After Effects
As Mumbai drowned again last week in the downpour, a group of stray dogs found themselves bonding over a common topic on the staircase of a dilapidated building where they found shelter from the rains.
“Our dream of turning Mumbai into Shanghai has gone down the drain,” pointed out Goregaon Ghanshu as he scratched below his ear. “I think this monsoon is a political conspiracy by China!”
“You’re right,” sighed Milan Subway Moti. “Only China can benefit from this monsoon. It’s certainly not helping the Maharashtra government or the Opposition!”
“What do you mean?” asked Bandra Bruno, whose knowledge of current events was restricted to the latest eating joints in his suburb. “I thought China would be happy if Mumbai became Shanghai. It would be able to export more Hakka noodles and Schezwan sauce to India! I think this must be the ploy of our own political parties!”
“No way,” snapped Jogeshwari Julie, the bitch who had most dogs drooling upto Oshiwara. “How do you think our political parties will bring this city to a standstill through bandh, stone-throwing, rasta roko and vandalism if Mumbai is frequently brought to its knees by the rains? The rains erode their credibility!”

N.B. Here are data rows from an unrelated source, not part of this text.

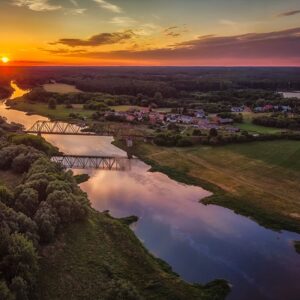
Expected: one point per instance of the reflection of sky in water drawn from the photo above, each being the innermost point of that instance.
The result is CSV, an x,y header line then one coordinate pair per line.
x,y
202,243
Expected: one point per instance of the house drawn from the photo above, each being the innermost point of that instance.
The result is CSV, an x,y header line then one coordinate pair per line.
x,y
199,113
225,121
268,107
237,109
186,119
130,117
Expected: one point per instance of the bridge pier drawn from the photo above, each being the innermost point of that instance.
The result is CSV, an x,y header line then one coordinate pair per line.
x,y
129,144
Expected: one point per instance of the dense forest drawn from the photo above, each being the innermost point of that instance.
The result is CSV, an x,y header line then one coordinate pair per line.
x,y
172,82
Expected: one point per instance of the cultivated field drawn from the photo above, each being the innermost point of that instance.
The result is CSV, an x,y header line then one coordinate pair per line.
x,y
260,180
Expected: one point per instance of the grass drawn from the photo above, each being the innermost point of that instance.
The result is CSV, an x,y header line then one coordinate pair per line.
x,y
297,246
123,108
9,179
260,180
60,113
90,259
249,126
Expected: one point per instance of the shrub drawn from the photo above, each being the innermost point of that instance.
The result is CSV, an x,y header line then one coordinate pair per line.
x,y
6,196
52,103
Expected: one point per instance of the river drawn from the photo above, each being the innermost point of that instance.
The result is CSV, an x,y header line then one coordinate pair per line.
x,y
200,242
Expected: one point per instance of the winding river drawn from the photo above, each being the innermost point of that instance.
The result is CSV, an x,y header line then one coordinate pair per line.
x,y
200,242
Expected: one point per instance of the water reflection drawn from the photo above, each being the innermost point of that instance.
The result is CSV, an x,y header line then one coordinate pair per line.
x,y
18,92
201,243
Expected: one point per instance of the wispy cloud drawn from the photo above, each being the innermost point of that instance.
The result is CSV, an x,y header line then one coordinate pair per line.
x,y
109,6
37,5
98,40
175,31
271,48
227,22
123,21
289,13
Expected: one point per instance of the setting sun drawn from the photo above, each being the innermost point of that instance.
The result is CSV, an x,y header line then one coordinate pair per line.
x,y
5,59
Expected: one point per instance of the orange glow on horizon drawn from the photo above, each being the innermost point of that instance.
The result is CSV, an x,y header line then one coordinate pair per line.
x,y
5,59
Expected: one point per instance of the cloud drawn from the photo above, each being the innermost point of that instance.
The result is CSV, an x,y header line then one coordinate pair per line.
x,y
289,13
109,6
37,5
272,48
227,22
75,11
74,2
123,21
172,31
98,40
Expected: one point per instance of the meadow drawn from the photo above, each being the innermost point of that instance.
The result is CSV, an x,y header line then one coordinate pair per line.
x,y
260,179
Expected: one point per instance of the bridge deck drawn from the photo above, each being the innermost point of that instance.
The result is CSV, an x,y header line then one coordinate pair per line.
x,y
93,162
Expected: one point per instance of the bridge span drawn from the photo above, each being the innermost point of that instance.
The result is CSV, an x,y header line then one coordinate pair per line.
x,y
63,128
93,162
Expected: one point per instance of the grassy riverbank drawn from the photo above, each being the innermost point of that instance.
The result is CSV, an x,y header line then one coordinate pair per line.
x,y
260,180
297,246
60,113
93,260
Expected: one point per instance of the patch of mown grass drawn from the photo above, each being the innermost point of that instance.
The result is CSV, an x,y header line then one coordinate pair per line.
x,y
60,113
91,259
251,179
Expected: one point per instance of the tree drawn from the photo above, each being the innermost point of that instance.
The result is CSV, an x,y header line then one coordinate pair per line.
x,y
27,202
213,132
6,196
5,293
52,103
158,97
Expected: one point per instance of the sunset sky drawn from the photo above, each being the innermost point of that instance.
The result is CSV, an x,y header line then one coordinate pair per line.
x,y
153,32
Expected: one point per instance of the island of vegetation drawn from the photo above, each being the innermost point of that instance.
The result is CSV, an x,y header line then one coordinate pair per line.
x,y
53,245
230,134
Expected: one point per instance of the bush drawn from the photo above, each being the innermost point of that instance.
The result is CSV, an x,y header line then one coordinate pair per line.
x,y
37,142
52,103
27,202
6,196
184,142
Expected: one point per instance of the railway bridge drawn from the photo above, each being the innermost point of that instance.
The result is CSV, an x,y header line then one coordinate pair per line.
x,y
111,163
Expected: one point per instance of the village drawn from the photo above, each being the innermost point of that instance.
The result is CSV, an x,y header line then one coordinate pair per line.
x,y
190,118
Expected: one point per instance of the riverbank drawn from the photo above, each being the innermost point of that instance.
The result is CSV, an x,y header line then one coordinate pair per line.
x,y
61,113
258,180
80,253
102,256
263,186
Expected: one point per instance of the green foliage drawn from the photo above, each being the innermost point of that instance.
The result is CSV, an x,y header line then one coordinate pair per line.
x,y
27,201
213,132
37,142
121,289
52,103
5,293
18,157
82,178
279,121
238,118
6,196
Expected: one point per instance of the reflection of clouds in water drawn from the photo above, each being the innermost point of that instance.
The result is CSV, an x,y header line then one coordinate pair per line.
x,y
155,194
19,116
85,145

“You’re right,” agreed Borivali Bob from IC Colony. “It’s affecting all those politicians who often feel the need for a show of strength! What will they do with their blind followers who are regularly unleashed upon cyber cafes, colleges, schools, shopping malls and multiplexes? You surely don’t expect them to be unleashed to help people stranded in the rains!”
Santa Cruz Subbu was the most intellectual of the lot. So he had an idea. “The government needs to tax Mumbaikars more to turn this city into Shanghai,” he said. “I think they must increase tax deduction at source from 10.3 per cent to 99.7 per cent!”
Not to be outdone, his neighbour, Khar Road Khan, put forth his proposal. “I think the government should introduce a rainwater tax,” he suggested. “Mumbaikars are already paying a Road Tax to walk on potholes; they might as well be taxed to wade through knee-deep water during the monsoon!”
But it was finally left to the pragmatic Lower Parel Lallan to come up with a scheme that was unanimously voted as the best solution. “The only way to turn Mumbai into Shanghai?” he asked no one in particular. “Simple! Just put a lot of Chinese people on the streets!”